Il ne réclame d’autre droit que celui de conquérir le cœur de Flora.

La scène suivante nous montre la belle-mère d’Harold Freeman, la seconde femme de son père, qui s’effraye des projets humanitaires du jeune homme. Cette dame incarne, sous la plume de l’écrivain socialiste, ces favorisés de la fortune, qui, entièrement ignorans des lois économiques, comme le sont d’ordinaire les femmes, croient naïvement que des revenus sont indispensables à l’existence. Elle est convaincue qu’un changement de vie et de classe serait un malheur pour son beau-fils et pour elle par contre-coup, car elle possède une part dans l’usine. « Il faudrait, dit-elle, nous refuser le « luxe » le plus « indispensable » de la vie de chaque jour… et que penserait de lui la haute société dans laquelle il va bientôt paraître ? »

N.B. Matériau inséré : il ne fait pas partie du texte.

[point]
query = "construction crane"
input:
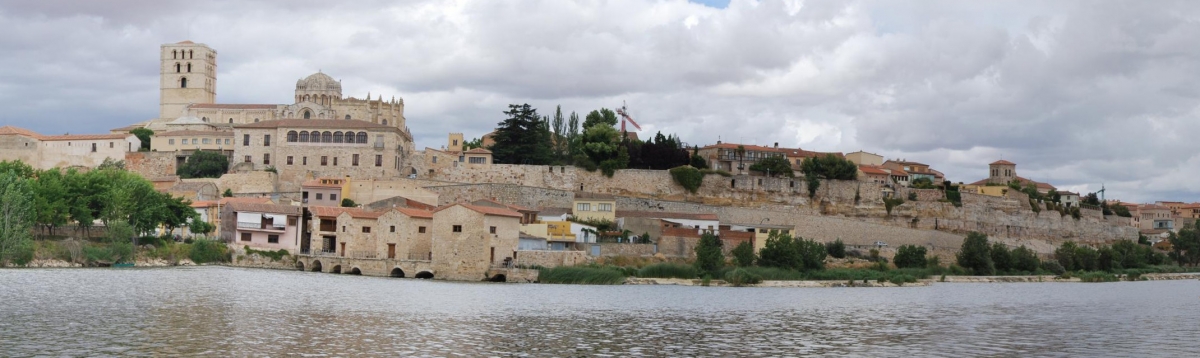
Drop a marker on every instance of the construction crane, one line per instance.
(624, 118)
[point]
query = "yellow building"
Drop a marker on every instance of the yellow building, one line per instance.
(594, 207)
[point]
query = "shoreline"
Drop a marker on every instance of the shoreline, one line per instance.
(781, 284)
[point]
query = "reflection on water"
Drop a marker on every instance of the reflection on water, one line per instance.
(227, 311)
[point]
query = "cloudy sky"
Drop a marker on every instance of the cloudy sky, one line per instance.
(1078, 94)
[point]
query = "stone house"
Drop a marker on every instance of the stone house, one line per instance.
(594, 207)
(469, 239)
(262, 226)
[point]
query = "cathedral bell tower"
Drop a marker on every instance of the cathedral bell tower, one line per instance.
(187, 75)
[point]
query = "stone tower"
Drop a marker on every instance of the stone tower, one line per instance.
(1002, 172)
(187, 75)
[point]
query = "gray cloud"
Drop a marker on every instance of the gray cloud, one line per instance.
(1079, 94)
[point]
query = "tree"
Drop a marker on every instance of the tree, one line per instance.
(774, 165)
(709, 257)
(17, 218)
(144, 136)
(601, 117)
(522, 138)
(975, 255)
(910, 256)
(204, 163)
(743, 254)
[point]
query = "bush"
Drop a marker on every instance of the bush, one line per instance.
(581, 275)
(910, 256)
(741, 276)
(204, 251)
(688, 177)
(669, 270)
(837, 249)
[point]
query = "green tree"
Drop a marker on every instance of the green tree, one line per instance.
(910, 256)
(522, 138)
(743, 254)
(976, 255)
(204, 163)
(774, 166)
(604, 117)
(709, 258)
(17, 215)
(144, 136)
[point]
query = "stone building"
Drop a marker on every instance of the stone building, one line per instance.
(67, 150)
(469, 239)
(307, 148)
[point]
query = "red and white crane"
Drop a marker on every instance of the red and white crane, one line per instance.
(624, 118)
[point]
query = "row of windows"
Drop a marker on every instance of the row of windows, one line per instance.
(327, 137)
(587, 207)
(204, 141)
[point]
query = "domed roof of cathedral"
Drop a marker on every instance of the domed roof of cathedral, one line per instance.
(319, 81)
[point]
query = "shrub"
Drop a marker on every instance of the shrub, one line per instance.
(837, 249)
(741, 276)
(910, 256)
(581, 275)
(669, 270)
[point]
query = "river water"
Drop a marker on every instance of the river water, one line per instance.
(252, 312)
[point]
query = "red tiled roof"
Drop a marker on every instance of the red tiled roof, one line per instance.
(191, 133)
(666, 215)
(229, 106)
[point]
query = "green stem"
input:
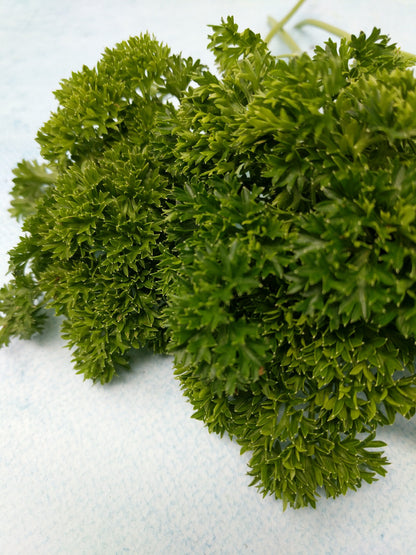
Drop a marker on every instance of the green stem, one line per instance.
(326, 26)
(278, 25)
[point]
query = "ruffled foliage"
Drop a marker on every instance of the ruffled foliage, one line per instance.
(261, 227)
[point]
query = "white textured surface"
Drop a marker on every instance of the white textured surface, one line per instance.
(122, 468)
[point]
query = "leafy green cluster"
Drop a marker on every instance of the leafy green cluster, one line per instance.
(261, 227)
(293, 303)
(93, 238)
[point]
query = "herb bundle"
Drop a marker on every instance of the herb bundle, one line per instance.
(259, 223)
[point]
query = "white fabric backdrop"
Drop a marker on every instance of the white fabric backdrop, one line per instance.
(123, 468)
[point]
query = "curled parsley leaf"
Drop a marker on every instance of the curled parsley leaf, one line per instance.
(258, 222)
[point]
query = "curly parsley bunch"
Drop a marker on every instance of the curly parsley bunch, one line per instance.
(263, 231)
(292, 310)
(94, 223)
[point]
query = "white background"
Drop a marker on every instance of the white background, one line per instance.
(123, 468)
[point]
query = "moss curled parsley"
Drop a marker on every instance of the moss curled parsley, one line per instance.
(261, 227)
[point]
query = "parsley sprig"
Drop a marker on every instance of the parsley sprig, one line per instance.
(258, 223)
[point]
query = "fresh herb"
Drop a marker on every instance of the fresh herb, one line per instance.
(259, 223)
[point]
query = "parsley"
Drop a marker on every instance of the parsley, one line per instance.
(258, 222)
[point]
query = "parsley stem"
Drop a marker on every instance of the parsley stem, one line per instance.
(278, 25)
(293, 45)
(326, 26)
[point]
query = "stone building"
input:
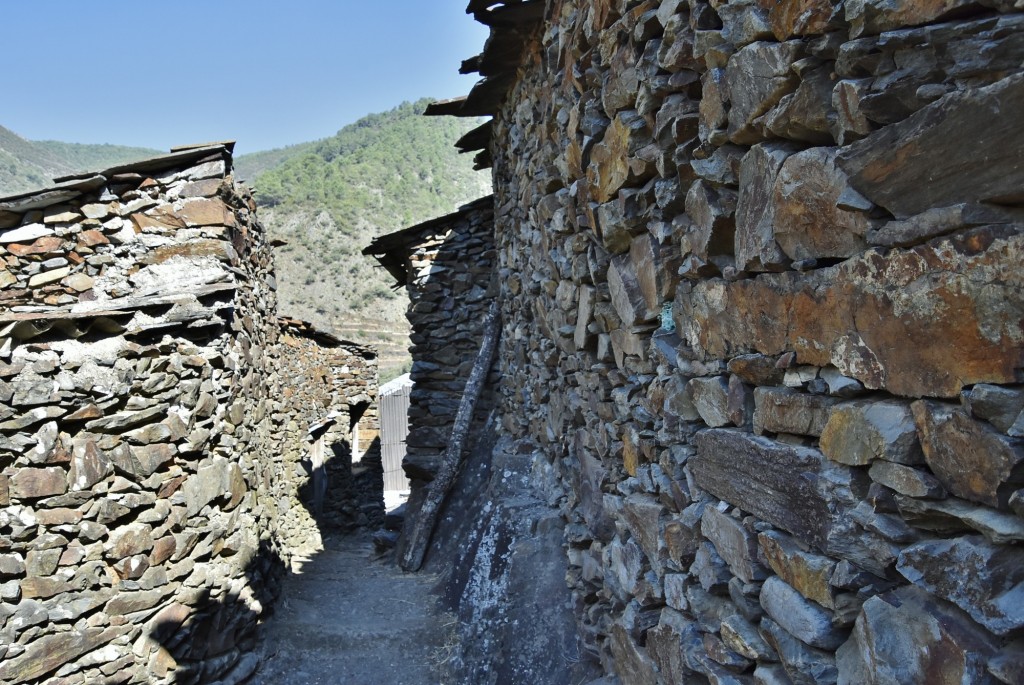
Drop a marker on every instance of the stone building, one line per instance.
(152, 415)
(759, 269)
(446, 266)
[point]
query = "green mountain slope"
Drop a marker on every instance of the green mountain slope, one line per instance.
(248, 167)
(330, 199)
(27, 165)
(93, 158)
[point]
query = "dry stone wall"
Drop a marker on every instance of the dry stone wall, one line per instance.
(332, 388)
(446, 265)
(143, 482)
(760, 269)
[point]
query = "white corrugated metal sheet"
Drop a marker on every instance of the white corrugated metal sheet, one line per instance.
(393, 402)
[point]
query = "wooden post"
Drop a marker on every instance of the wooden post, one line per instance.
(416, 548)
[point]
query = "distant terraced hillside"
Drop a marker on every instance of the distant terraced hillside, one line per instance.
(26, 165)
(330, 198)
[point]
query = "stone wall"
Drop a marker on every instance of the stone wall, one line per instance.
(760, 271)
(332, 384)
(446, 265)
(143, 423)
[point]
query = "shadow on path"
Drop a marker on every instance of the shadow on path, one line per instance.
(348, 617)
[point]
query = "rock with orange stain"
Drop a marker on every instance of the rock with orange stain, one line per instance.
(925, 161)
(924, 322)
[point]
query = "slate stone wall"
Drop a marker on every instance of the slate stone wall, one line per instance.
(143, 426)
(450, 268)
(760, 270)
(330, 383)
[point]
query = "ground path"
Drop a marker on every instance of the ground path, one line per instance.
(347, 617)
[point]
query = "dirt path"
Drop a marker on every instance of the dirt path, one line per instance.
(348, 618)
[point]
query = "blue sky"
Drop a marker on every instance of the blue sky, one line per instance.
(264, 73)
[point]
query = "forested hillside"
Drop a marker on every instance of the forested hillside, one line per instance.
(329, 199)
(26, 165)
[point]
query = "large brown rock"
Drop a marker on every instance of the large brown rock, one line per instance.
(970, 458)
(859, 432)
(961, 323)
(923, 162)
(788, 411)
(873, 16)
(906, 636)
(801, 17)
(805, 621)
(614, 162)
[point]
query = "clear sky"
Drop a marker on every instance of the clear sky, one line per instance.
(265, 73)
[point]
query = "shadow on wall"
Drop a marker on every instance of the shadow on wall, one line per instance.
(217, 638)
(340, 494)
(220, 636)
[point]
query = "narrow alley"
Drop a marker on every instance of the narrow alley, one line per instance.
(347, 616)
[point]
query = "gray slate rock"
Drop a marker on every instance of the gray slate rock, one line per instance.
(805, 621)
(905, 636)
(992, 593)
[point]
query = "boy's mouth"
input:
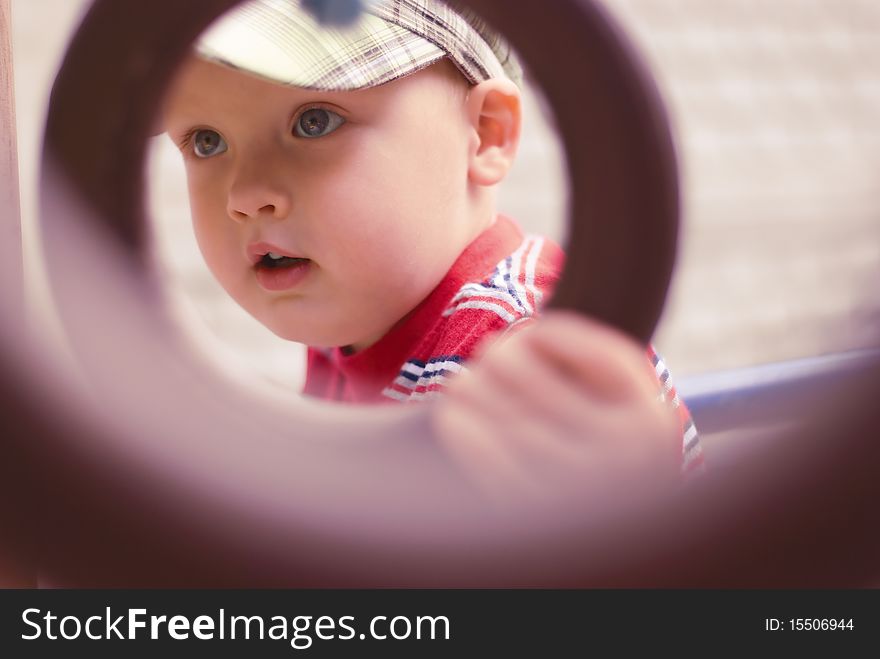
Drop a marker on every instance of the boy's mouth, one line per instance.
(272, 260)
(276, 269)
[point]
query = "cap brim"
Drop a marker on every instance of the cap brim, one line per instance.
(278, 42)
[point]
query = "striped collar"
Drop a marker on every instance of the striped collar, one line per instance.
(381, 361)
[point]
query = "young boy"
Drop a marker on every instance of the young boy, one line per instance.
(342, 186)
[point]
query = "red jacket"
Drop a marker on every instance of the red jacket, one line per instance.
(496, 285)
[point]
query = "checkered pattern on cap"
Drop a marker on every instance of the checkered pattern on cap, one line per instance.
(280, 41)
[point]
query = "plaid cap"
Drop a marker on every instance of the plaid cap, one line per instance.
(279, 40)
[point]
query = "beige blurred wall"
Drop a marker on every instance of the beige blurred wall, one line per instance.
(774, 108)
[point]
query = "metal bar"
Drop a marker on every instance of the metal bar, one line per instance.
(771, 393)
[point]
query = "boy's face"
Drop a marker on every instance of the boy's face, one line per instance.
(367, 191)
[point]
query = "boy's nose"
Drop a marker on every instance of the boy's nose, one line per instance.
(254, 194)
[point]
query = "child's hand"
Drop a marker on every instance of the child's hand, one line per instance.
(568, 405)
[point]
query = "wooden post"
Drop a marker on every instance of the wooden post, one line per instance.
(12, 574)
(11, 284)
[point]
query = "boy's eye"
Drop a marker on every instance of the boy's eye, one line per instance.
(317, 122)
(207, 143)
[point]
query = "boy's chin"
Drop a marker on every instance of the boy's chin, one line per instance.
(311, 337)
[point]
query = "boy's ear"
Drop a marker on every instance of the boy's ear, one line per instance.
(494, 109)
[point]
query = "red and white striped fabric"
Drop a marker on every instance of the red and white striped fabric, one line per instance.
(495, 286)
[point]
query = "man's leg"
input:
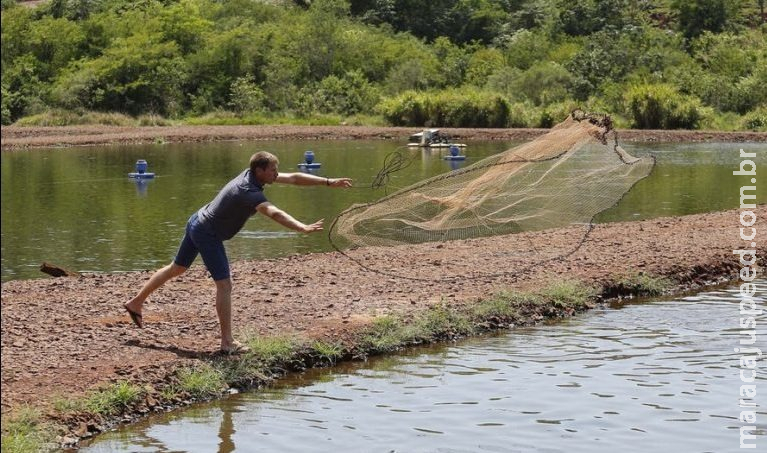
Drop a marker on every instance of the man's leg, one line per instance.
(157, 279)
(224, 311)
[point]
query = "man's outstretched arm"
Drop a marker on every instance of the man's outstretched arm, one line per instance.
(305, 179)
(286, 220)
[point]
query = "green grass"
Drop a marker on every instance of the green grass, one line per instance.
(202, 381)
(272, 351)
(25, 432)
(113, 399)
(441, 321)
(643, 284)
(569, 294)
(327, 352)
(272, 356)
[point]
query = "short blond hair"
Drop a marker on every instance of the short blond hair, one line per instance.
(262, 160)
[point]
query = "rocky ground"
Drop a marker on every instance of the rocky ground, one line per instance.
(64, 336)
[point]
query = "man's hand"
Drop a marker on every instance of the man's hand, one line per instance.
(316, 226)
(340, 182)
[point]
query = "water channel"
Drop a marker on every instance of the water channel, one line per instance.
(645, 376)
(77, 208)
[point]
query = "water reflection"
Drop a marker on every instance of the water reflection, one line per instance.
(226, 431)
(647, 376)
(142, 186)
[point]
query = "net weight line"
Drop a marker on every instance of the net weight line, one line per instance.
(580, 138)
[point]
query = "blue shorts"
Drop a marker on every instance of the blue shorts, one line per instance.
(200, 239)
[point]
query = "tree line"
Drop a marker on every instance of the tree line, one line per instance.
(458, 63)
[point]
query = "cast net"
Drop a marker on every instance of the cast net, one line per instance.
(556, 183)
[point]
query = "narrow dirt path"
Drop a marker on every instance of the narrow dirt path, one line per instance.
(64, 336)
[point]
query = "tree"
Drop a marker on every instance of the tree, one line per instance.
(697, 16)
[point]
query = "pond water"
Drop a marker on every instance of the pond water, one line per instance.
(645, 376)
(77, 208)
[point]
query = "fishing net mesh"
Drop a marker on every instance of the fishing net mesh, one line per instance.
(560, 180)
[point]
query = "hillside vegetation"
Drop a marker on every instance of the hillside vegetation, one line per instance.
(452, 63)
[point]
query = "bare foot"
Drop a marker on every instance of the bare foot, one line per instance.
(235, 348)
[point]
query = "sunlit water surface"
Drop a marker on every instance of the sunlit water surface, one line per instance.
(77, 208)
(643, 377)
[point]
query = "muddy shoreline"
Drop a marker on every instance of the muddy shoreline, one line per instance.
(68, 336)
(16, 137)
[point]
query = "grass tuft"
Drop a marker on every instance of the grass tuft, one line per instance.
(202, 381)
(327, 352)
(113, 399)
(25, 432)
(569, 294)
(642, 284)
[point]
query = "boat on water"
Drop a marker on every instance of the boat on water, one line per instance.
(432, 138)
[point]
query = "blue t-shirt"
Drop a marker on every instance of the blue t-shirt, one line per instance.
(233, 205)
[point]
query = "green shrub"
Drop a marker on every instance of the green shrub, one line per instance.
(449, 108)
(661, 106)
(756, 120)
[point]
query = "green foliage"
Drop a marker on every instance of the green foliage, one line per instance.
(25, 432)
(440, 321)
(113, 399)
(327, 352)
(272, 350)
(660, 106)
(202, 381)
(571, 294)
(246, 96)
(756, 120)
(346, 95)
(643, 284)
(449, 108)
(697, 16)
(328, 60)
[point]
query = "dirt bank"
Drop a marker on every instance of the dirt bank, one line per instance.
(14, 137)
(65, 336)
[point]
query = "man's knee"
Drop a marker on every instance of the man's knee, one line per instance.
(176, 269)
(224, 284)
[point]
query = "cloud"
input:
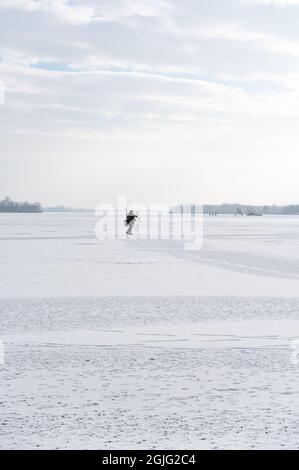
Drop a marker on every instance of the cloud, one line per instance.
(211, 77)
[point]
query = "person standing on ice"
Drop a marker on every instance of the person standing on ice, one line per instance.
(130, 221)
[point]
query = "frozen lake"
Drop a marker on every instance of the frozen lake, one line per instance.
(140, 343)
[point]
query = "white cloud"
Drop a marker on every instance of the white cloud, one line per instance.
(212, 77)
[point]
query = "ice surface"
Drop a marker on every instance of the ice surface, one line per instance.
(139, 343)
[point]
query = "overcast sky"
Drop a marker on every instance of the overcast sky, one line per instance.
(158, 100)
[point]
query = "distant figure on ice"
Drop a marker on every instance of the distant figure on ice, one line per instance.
(130, 221)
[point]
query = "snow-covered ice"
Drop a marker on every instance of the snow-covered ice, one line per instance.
(139, 343)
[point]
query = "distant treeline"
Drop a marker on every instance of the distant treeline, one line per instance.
(239, 209)
(7, 205)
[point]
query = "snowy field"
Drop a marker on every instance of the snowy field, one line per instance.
(139, 343)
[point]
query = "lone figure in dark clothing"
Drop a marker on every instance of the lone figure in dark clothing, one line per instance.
(130, 221)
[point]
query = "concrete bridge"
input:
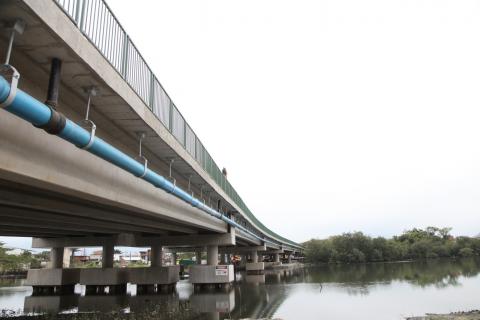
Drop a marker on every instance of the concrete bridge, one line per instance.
(94, 152)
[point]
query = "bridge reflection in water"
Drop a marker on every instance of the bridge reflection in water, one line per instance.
(254, 296)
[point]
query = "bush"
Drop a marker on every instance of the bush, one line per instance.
(355, 247)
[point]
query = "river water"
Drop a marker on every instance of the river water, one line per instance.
(371, 291)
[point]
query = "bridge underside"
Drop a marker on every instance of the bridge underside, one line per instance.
(50, 188)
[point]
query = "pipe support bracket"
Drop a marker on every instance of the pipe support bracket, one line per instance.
(13, 85)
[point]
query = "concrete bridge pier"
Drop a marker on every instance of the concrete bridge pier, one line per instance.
(198, 256)
(55, 279)
(276, 257)
(157, 278)
(211, 276)
(107, 279)
(257, 266)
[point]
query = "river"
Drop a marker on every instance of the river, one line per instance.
(371, 291)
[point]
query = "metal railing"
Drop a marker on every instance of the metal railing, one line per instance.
(97, 22)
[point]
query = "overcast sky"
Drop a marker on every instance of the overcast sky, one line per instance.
(330, 116)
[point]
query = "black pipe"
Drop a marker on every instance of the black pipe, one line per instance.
(57, 120)
(54, 83)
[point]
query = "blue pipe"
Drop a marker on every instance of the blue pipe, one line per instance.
(28, 108)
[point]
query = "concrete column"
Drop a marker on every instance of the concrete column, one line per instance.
(198, 256)
(56, 257)
(212, 255)
(156, 256)
(107, 256)
(254, 257)
(223, 258)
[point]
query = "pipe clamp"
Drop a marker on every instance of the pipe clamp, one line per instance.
(13, 85)
(93, 128)
(145, 166)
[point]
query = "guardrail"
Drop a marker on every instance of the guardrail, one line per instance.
(98, 23)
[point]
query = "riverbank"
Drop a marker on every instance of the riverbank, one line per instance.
(468, 315)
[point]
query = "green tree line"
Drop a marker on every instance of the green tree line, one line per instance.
(356, 247)
(17, 263)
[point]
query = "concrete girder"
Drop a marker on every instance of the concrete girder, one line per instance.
(28, 198)
(131, 240)
(27, 217)
(224, 239)
(240, 250)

Harold rachète à sa belle-mère les intérêts qu’elle a conservés dans la fabrique, afin de reprendre sa liberté d’action. Et, ce qui est assez inattendu, l’Ecossais Wilson, jusque-là conseiller raisonnable, mais bienveillant pour Harold, demande alors la main de Mme Freeman qu’il obtient aussitôt. Il semble ainsi se ranger à l’opinion de sa future épouse sur les rapports qui doivent exister entre le capital et le travail.

Le troisième acte met en scène la fête du 1er Mai, sur les prairies de Dornenau. Flora s’avance d’abord, pour exprimer, au nom de ses compagnes, les sentimens des femmes du prolétariat.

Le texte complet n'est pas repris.